Ex tunc-toetsing en de in hoger beroep overgelegde deskundigenverklaring
11 april 2024
Wat was er aan de hand?
In deze uitspraak van het hof ging het om een werknemer die op 6 april 2022 in dienst was getreden bij de werkgever op basis van een arbeidsovereenkomst voor bepaalde tijd tot en met 31 oktober 2022. De werknemer en de bestuurder kenden elkaar en waren meer dan twintig jaar bevriend. De werknemer heeft door zijn persoonlijke omstandigheden twaalf jaar niet gewerkt tot het moment dat de bestuurder hem aanbood bij de werkgever in dienst te treden.
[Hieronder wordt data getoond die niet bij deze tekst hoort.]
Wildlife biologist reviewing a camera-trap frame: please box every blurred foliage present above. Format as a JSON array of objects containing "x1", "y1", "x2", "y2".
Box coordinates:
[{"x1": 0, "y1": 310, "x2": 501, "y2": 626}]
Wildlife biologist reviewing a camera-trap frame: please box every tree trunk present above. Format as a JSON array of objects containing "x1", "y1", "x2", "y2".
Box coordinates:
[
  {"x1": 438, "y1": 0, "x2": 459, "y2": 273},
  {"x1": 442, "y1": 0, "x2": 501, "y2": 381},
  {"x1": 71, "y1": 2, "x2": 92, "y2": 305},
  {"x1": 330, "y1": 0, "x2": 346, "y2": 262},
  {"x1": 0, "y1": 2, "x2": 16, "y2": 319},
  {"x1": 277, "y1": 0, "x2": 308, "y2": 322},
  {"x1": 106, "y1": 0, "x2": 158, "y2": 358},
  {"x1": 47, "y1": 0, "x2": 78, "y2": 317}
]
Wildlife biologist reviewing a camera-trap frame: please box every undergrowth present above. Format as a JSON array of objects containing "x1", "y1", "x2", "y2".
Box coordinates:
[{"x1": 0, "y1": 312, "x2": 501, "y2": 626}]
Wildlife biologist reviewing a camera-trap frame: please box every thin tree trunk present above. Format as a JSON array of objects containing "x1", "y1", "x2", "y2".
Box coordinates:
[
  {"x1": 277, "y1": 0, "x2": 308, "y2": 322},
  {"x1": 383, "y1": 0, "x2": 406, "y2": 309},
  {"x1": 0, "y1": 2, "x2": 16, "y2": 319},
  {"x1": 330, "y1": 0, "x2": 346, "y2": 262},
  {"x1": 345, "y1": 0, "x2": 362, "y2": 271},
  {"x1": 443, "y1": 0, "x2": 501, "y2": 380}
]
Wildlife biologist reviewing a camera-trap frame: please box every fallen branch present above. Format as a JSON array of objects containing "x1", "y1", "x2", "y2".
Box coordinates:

Op 12 juli 2022 belt de werknemer de bestuurder twee keer. Naar aanleiding hiervan geeft de bestuurder hem vrij tot met vrijdag 15 juli 2022. Op zondag 17 juli 2022 zoekt de werkgever de werknemer op. Partijen hebben toen met elkaar gesproken. Vanaf 12 juli 2022 is de werknemer tot het einde van de arbeidsovereenkomst niet meer op het werk verschenen. Bij brief van 9 november 2022 maakt de werknemer aanspraak op betaling van achterstallig loon. Op 6 januari 2023 vraagt de werknemer een deskundigenoordeel aan bij het UWV over zijn arbeidsongeschiktheid.
Kantonrechter
In de procedure staat ter discussie of de werknemer recht heeft op loon over de periode van 18 juli 2022 tot einde dienstverband op 31 oktober 2022. De werknemer vorderde uitbetaling van achterstallig loon en de transitievergoeding. De kantonrechter in eerste aanleg wijst de vordering tot betaling van achterstallig loon af, omdat de werknemer geen stukken in het geding heeft gebracht van een deskundige (arts) waaruit blijkt dat hij in die periode ziek was.
Gerechtshof Den Haag
Het hof geeft aan dat voor het recht op loondoorbetaling niet is vereist dat de werknemer zich op de door de werkgever voorgeschreven wijze heeft ziekgemeld. Wel is vereist dat de vordering van de werknemer tot loondoorbetaling tijdens ziekte vergezeld gaat van een deskundigenverklaring van het UWV over de verhindering om de bedongen arbeid te verrichten (artikel 7:629a lid 1 BW). De werknemer overlegde deze deskundigenverklaring pas in hoger beroep. De werkgever stelt zich op het standpunt dat deze deskundigenverklaring niet kan worden gebruikt, omdat het hof een ex tunc-toetsing moet verrichten waarbij feiten en omstandigheden die zich na de procedure in eerste aanleg hebben voorgedaan, buiten beschouwing moeten blijven. Het hof oordeelt echter dat een ex tunc-toetsing niet in de weg staat aan de mogelijkheid om in hoger beroep (alsnog) bewijsmiddelen aan te dragen die betrekking hebben op feiten en omstandigheden die zich hebben voorgedaan vรณรณr de beslissing in eerste aanleg. Een ex tunc-beoordeling ontneemt aan partijen dus niet de herkansingsmogelijkheid van het hoger beroep.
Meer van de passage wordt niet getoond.